Issue Date: June 4, 2007
Scientists and policymakers from Brazil and the U.S.—the world leaders in biofuel research and development—participated in a historic symposium in Águas de Lindóia, Brazil, on May 30–31 to create sustainable research collaborations for improving biomass conversion into fuels and value-added chemicals and materials. A report from the meeting is expected to take shape during the next few months and will be used to inform funding agencies and policymakers in both countries on future needs in biofuels R&D.
The joint symposium, attended by 50 Brazilian and U.S. stakeholders, is a "wonderful opportunity," commented Brazilian Chemical Society (SBQ) President Antonio S. Mangrich of the Federal University of Paraná, who welcomed the participants. "We are here not only to discuss research results but predominantly to propose questions," Mangrich said. "Questions are more important than answers right now in shaping the future of science and technology development of biofuels."
The Brazilian-U.S. effort is a partnership between SBQ, the American Chemical Society, and the Brazilian Agricultural Research Corp. Bradley D. Miller of ACS's Office of International Activities worked with SBQ's immediate past-president Paulo C. Vieira of the Federal University of S??o Carlos to organize the venture. Miller received an NSF Discovery Corps Fellowship to support the partnership.
Miller and Vieira put together a contingent of U.S. and Brazilian scientists that toured biofuel research labs and production sites in the state of S??o Paulo during the week leading up to the meeting (visit C&EN Online, www.cen-online.org, to view a blog highlighting the tour). The tour provided U.S. scientists an opportunity to observe Brazil's biofuels infrastructure.
Brazil and the U.S. each have a five-year plan for advancing biomass conversion into fuels and chemicals, Miller pointed out. The emphasis for the SBQ-ACS effort is "on identifying where there are gaps in knowledge and where we complement each other," Miller said. "We need a common road map for where and how the U.S. and Brazil can collaborate in bioconversion chemistry."

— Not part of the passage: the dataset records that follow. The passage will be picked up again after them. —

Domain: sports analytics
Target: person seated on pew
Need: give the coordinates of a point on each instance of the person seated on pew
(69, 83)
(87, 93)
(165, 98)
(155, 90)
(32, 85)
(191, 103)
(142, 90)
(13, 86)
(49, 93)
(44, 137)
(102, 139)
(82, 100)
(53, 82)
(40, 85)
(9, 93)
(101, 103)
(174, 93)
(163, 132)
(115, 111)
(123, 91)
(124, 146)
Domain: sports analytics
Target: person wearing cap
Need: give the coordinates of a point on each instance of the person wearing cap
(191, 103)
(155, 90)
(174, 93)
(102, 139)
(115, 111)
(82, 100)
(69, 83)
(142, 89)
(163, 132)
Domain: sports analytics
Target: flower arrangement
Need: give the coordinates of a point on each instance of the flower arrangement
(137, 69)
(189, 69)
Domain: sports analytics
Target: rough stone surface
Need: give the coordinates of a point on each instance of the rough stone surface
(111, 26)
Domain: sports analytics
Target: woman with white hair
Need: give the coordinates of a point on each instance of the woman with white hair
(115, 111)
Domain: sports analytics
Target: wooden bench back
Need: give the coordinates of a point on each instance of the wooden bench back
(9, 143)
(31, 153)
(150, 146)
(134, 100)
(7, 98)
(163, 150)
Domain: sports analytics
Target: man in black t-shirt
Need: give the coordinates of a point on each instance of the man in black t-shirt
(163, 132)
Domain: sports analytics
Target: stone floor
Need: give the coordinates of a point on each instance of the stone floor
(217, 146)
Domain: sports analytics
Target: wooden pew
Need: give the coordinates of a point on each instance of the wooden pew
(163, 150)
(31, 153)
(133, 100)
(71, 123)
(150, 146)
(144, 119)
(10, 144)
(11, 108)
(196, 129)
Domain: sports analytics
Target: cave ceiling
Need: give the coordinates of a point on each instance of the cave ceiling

In March, after two meetings between Brazilian President Luiz Inácio Lula da Silva and U.S. President George W. Bush, the two countries signed a memorandum of understanding for establishing an energy partnership to encourage bioethanol and biodiesel use throughout North and South America. That agreement "is a perfect entrée into the type of bilateral science and technology cooperation that will come out of this symposium," Gale A. Buchanan, USDA's undersecretary for research, education, and economics, told C&EN.
During a plenary lecture, Buchanan, an agronomist, commented on the importance of chemistry in driving paradigm shifts in agriculture. Chemical fertilizers, mechanization, pesticides, and biotechnology "have all had lasting impacts on society," Buchanan said. The new paradigm of biobased products "will be more dramatic and have a greater impact on the people of this world than any of the other changes in agriculture during the past 150 years," he added. "The collaboration between our two great agricultural nations will be a benefit to everyone."